Otto v. City of Boca Raton, 981 F.3d 854 (11th Cir. 2020).
Summary: The Eleventh Circuit held that local bans on sexual-orientation change counseling for minors were unconstitutional content- and viewpoint-based restrictions on therapist speech under the First Amendment.
Common misrepresentation: Treated either as endorsing abusive “conversion therapy” or as automatically invalidating all therapy bans in every state and context.
What it actually shows: An appellate decision classifying talk-based exploration of sexual fluidity as protected speech, enabling therapeutic discussions.
Manhattan Institute et al. (2025, June 13). Brief of Manhattan Institute, Islam and Religious Freedom Action Team, Jewish Coalition for Religious Liberty, & Dr. Dovid Schwartz as amici curiae supporting petitioner. Supreme Court of the United States (No. 24-539). https://www.supremecourt.gov/DocketPDF/24/24-539/363059/20250613091513843_Chiles%20merits.pdf
Summary: Argues that Colorado’s conversion-therapy ban lacks religious neutrality by privileging gender-affirming theologies over traditional sex-based distinctions.
Common misrepresentation: Dismissed as denying gender dysphoria legitimacy or promoting discrimination against trans individuals.
What it actually shows: A free exercise claim defending religious clients’ access to therapy exploring alignment of attractions with values.
Rosik, C. H. (2017). Sexual orientation change efforts, professional psychology, and the law: A brief history and analysis of a therapeutic prohibition. Brigham Young University Journal of Public Law, 32(1), 47–76. https://digitalcommons.law.byu.edu/jpl/vol32/iss1/3
Summary: Traces how professional organizations, courts, and legislators have come to restrict sexual orientation change efforts, arguing that many justifications rest on selective use of evidence and problematic assumptions about professional speech. Common misinterpretations: Treated as if it endorsed all forms of “conversion therapy,” including coercive or aversive methods, or as if it claimed every SOCE restriction in any jurisdiction is automatically unconstitutional.

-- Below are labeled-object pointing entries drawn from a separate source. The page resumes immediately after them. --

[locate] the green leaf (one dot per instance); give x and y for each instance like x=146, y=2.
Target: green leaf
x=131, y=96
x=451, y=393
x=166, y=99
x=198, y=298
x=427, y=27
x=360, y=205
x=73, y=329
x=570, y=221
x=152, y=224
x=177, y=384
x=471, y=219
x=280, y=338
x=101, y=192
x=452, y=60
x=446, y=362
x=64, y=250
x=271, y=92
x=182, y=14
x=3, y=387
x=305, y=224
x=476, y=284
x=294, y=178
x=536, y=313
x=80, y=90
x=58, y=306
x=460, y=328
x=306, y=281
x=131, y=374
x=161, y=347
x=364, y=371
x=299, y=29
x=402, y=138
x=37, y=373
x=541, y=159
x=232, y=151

What it actually shows: A legal-analytic critique suggesting that bans on voluntary, talk-based, change-allowing therapy risk becoming viewpoint-based speech prohibitions, and calling for more nuanced, evidence-grounded regulation that distinguishes abusive practices from consensual exploratory work.
Liberty Counsel. (2025). Amicus brief for Chiles v. Salazar. Supreme Court of the United States.
Summary: Argues that bans on exploratory and change-allowing therapy violate constitutional protections for speech, conscience, and professional autonomy.
Common misrepresentation: Framed as defending coercive or abusive practices.
What it actually shows: A legal argument supporting clients’ rights to explore sexual fluidity through voluntary, informed therapy without state-imposed viewpoint restrictions, though no outcomes or changes are guaranteed.